AFCA approves $240m in refunds and penalties: Could you be due compensation?
New data reveals AFCA received a whopping 70,000 complaints in the last year generating millions of dollars worth of refunds to Aussies.
The Australian Financial Complaints Authority (AFCA), a non-government ombudsman, received a whopping 70,000 complaints over the 2021 financial year.
In addition to securing more than $240 million in compensation and refunds, AFCA achieved outcomes such as fee waivers, debt forgiveness and apologies.
Over the last 12 months, the most complained about products were:
Unauthorised transactions on credit cards were one of the biggest complaints – and there were some repeat offenders identified. For instance, one funeral insurance provider was responsible for 98% of complaints related to funeral insurance, and was the subject of multiple determinations in favour of complainants, said AFCA's Chief Ombudsman, David Locke.
"Scams, which have accelerated during the pandemic, are leading to growing complaints about transactions," Locke said.
If you've been the victim of a scam or you believe your bank, insurer, financial planner, mortgage broker or super fund hasn't acted in your best interests, you have the right to lodge a complaint with AFCA.
How to make a complaint if you feel you've been wronged
Both individual consumers and small businesses can access the free ombudsman service to make a complaint.
Before you complain to AFCA, it obviously encourages you to try and resolve the problem directly first, using its internal dispute resolution process.
But if your complaints or attempts to resolve the issues are getting you nowhere, you can contact AFCA and:
- Find your financial firm.
- Identify the issue you want to complain about.
- Work out what type of loss you have experienced.
- Consider the outcome you want to achieve, for example, a refund?
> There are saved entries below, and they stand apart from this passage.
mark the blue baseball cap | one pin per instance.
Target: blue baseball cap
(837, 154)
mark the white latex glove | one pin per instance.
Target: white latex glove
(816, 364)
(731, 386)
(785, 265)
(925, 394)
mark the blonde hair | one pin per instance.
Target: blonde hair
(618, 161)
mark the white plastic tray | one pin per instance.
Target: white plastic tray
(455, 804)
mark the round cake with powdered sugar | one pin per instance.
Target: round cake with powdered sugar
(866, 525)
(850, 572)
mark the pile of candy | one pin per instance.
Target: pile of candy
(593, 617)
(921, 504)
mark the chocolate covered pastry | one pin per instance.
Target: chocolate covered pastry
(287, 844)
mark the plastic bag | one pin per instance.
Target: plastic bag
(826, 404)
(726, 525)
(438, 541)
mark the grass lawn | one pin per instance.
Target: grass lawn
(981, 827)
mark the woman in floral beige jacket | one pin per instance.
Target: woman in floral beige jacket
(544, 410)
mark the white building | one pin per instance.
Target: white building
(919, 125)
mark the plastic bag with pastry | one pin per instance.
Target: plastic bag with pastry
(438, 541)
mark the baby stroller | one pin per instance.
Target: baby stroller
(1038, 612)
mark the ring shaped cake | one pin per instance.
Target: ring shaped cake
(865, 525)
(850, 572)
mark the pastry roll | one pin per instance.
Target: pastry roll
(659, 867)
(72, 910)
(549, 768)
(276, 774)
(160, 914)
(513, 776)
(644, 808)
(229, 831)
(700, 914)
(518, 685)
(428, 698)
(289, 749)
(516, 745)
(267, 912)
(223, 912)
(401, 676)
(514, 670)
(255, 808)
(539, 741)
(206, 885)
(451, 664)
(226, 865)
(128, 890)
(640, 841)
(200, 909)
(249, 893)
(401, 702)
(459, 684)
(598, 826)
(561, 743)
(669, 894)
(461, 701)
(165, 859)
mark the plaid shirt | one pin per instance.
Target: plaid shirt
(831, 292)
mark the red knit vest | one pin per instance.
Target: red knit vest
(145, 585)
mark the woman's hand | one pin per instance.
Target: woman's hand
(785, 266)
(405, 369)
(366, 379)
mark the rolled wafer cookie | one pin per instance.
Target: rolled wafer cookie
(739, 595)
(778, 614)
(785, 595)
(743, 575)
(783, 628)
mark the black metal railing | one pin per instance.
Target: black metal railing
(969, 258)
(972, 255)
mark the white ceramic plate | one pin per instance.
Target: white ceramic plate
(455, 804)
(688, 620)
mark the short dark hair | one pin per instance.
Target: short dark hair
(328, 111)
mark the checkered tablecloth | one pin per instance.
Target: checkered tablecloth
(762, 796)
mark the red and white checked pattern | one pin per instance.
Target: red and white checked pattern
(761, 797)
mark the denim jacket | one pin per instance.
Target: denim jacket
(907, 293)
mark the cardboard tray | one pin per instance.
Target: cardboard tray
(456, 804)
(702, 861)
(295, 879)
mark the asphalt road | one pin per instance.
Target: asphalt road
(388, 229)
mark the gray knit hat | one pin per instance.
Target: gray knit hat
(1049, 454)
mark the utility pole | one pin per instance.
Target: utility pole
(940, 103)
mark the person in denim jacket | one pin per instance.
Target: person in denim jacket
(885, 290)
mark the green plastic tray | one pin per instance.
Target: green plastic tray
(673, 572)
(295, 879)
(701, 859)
Financial compensation?
- Gather together any relevant documents to help support your complaint.
Jump over to AFCA to learn more about the process it follows when you lodge a complaint, and to find out where you can go for help if your complaint doesn't fall within its rules.
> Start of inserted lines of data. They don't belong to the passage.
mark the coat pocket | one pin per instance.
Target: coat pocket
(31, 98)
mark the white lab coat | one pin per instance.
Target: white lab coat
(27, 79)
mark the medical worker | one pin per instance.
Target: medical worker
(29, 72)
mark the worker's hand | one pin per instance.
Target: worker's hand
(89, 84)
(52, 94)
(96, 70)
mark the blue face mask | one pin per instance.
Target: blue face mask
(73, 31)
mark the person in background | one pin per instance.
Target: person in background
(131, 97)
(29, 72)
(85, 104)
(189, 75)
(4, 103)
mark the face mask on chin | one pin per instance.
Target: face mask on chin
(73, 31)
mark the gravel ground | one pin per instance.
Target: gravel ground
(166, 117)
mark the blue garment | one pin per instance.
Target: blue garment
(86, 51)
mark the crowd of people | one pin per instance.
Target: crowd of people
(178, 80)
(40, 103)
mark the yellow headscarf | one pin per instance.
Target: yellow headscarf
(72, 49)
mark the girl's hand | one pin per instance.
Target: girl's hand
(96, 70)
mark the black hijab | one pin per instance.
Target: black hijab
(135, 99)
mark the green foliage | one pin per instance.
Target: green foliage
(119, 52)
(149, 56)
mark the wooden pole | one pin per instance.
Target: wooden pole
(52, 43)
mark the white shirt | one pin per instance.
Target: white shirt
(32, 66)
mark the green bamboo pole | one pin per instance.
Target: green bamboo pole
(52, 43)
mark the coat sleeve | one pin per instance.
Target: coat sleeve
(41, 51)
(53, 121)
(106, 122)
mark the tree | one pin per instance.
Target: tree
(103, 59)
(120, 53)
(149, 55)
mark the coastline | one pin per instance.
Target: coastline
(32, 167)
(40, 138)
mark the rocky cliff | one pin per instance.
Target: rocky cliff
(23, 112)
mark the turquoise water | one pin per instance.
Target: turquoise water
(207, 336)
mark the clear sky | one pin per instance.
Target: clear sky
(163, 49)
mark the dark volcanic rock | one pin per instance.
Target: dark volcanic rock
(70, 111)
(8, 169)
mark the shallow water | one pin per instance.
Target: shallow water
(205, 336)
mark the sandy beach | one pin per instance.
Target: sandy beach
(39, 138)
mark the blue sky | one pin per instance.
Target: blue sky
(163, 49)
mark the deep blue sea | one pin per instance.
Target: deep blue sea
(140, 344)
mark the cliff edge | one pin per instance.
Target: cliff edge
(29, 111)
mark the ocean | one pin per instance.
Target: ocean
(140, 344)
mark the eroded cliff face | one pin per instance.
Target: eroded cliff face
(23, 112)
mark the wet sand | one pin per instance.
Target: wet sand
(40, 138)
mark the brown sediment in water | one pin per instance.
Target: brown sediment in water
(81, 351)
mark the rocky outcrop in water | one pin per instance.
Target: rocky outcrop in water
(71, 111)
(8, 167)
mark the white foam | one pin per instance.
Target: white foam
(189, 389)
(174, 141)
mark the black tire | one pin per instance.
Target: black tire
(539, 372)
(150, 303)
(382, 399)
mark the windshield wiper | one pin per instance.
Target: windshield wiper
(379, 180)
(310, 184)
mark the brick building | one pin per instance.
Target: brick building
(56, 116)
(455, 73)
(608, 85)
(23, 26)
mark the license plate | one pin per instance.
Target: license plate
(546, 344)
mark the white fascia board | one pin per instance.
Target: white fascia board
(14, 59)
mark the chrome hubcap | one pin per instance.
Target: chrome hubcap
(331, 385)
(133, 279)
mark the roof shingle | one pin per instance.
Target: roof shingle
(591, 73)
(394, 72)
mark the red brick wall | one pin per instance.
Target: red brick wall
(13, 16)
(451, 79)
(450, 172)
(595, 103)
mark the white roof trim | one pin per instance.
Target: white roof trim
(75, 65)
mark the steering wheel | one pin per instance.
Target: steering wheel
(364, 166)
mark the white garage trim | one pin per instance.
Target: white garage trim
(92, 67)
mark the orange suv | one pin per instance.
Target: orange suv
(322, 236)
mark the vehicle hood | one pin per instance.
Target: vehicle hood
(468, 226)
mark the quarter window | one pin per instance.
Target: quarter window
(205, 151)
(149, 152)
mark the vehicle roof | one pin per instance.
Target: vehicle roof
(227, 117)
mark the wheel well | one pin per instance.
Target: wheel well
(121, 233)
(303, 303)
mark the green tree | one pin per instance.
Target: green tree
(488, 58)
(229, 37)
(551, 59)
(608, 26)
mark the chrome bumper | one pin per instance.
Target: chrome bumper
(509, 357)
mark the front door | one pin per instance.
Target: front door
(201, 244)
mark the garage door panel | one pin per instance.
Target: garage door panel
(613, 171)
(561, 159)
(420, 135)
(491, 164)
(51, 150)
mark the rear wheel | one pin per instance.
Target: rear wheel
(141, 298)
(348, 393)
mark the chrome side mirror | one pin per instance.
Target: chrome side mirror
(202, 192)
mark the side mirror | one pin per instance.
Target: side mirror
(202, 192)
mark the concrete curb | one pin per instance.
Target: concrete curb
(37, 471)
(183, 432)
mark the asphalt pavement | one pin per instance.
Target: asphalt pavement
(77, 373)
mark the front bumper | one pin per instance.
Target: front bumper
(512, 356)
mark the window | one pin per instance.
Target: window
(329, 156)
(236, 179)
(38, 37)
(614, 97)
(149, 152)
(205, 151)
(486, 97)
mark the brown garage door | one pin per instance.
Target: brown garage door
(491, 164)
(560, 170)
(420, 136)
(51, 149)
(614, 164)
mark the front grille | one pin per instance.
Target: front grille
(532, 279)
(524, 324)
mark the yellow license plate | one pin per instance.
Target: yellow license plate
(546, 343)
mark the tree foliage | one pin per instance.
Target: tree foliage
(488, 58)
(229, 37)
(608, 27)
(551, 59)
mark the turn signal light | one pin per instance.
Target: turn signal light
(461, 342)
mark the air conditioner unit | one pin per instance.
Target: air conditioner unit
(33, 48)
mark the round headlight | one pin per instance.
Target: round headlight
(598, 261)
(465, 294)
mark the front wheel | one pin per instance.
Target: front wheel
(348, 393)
Top 5 tips for those who are struggling with money
If your situation involves less of a complaint about an institution, and more of an issue to do with your own financial situation, there is support and options available.
Interestingly, the number of complaints involving financial difficulty were down sharply on 2019/20, with a fall of nearly 40% from the previous year.
"That's a great outcome and reflects the positive response from government and industry to the impact of COVID," Locke said.
"However, it's too early to say we're out of the woods yet. It may be some months before we know the full impact of the end of government emergency support and assistance from financial firms such as deferred loan repayments. And, of course, we are still living with COVID-19."
He added, "It's important that consumers and financial service providers continue to work together to resolve issues quickly as they emerge."
If you're struggling with your finances, there are a few things you can do to get back on track:
- Consolidate personal debts into one loan. Look for a low-interest rate loan or even a 0% credit card offer, so you work to pay off all your dangling debts. Make sure you pay off and cancel your credit cards, so you don't get into new debt again.
- Don't use "buy now pay later" if you're in financial strife. It's just kicking the can down the road in terms of your financial trouble, and you'll end up paying more in interest and fees in the long run. It's short-term gain for long-term pain; look for more effective ways to get on top of your money issues.
- Refinance to a cheaper home loan. There are loads of home loan deals with ultra-low interest rates, including some mortgages that include cashback offers. You can use the cashback and the interest rate savings to build your savings account.
- Reach out to your bank or lender for support. Most banks have renewed their offers of support to those impacted by recent lockdowns, including things like temporary repayment holidays.
- Ask for help. If you're worried about your debt levels, you don't need to struggle alone. Services like the National Debt Helpline offer free financial advice.